Ketua Umum GAM Sultra, Muhammad Syahri Ramadhan menjelaskan, pihaknya menemukan sederet dugaan pelanggaran PT BRP.

Mulai dari izin penambangan batu, truck pengangkut batu yang tidak ditutupi terpal dan menggunakan jalan umum secara beriringan, sehingga membahayakan pengguna jalan lainnya.

“Tidak hanya itu banyak sopir dump truck sering ugal-ugalan sehingga mengakibatkan terjadinya laka lantas dan korbannya meninggal dunia (MD). Sampai saat ini juga masi ada salah satu korban lakalantas yang terbaring sakit dan lumpu akibat kecelakaan,” jelasnya.

Ia mengatakan, perusaahan PT BRP diduga keras telah melakukan pelanggaran, dan sangat disayangkan aparat penegak hukum (APH) dan Dewan Perwakilan Rakyat Daerah (DPRD) Kabupaten Konawe diduga tutup mata dengan persoalan tersebut.

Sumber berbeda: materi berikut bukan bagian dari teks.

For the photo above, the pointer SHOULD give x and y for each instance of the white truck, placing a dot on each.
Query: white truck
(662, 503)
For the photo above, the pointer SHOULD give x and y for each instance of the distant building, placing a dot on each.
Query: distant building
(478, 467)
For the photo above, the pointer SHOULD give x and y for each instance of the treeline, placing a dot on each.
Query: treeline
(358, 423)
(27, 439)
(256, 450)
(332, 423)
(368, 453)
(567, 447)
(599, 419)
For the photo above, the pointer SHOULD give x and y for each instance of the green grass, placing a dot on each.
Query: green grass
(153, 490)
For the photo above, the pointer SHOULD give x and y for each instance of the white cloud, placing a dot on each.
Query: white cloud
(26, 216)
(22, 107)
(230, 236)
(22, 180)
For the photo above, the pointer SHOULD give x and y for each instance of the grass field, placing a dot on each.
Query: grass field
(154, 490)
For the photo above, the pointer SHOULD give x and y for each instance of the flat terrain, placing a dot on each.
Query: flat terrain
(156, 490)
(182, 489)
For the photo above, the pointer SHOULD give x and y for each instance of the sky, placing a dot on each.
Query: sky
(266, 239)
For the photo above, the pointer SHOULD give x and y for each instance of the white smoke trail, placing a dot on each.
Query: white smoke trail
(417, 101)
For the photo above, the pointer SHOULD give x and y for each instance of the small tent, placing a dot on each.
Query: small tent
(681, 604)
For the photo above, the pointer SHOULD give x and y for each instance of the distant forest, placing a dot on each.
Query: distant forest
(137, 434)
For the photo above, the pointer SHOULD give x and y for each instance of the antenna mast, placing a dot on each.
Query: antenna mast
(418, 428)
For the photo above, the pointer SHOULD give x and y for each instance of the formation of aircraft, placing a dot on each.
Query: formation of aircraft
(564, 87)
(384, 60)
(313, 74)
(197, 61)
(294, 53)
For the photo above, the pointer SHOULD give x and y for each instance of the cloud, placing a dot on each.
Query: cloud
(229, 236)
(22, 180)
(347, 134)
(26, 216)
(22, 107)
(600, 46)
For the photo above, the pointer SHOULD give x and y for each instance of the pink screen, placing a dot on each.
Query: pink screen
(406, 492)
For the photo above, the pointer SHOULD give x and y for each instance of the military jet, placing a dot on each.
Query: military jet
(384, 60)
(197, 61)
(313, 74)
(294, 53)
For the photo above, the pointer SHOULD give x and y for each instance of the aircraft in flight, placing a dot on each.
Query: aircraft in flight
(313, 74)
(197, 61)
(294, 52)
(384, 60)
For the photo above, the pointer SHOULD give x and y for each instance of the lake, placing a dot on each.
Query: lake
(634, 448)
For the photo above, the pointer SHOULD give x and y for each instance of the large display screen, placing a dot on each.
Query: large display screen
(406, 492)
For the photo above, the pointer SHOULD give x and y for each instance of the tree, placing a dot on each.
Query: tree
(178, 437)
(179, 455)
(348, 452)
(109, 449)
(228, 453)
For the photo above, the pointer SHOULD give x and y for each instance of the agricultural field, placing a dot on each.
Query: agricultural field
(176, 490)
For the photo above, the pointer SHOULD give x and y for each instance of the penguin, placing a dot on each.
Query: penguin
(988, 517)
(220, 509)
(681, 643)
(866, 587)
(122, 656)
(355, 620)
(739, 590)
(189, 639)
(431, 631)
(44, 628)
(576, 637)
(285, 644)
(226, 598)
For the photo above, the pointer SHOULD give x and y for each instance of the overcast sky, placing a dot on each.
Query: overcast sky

“Kami telah memasukan laporan sederet dugaan pelanggaran yang diduga dilakukan oleh PT Basuki Rahmanta Putra (BRP) ke Mabes Polri, sekaligus mendesak DPRD Kab.Konawe untuk turun di lokasi penambangan batu PT BRP meminta kelengkapan izin penambangan batu yang dikantonginya,” ungkapnya.

Saat dikonfirmasi humas eksternal PT BRP yang enggan disebutkan namanya mengatakan, PT BRP hanya membeli batu kepada pemilik lokasi yang terletak di Desa Wawohine.

Soal izin bukan urusan PT BRP Namun pihaknya juga tidak mengetahui apakah pemilik lokasi batu itu memiliki izin produksi atau tidak.

“PT BRP tidak ada izinnya, karena dia hanya beli batu, coba koordinasi ke pemilik lokasi batu,” katanya melalui telepon selulernya.

Sementara itu, pemilik lokasi penambangan batu di Desa Wawohine, Sabda saat di konfirmasi mengatakan, soal izin produksi atau izin lainnya, itu urusan pihak perusahaan PT BRP.

Ia juga baru akan mempertanyakan izin tersebut kepada pihak perusahaan yang menambang batu di lokasi miliknya.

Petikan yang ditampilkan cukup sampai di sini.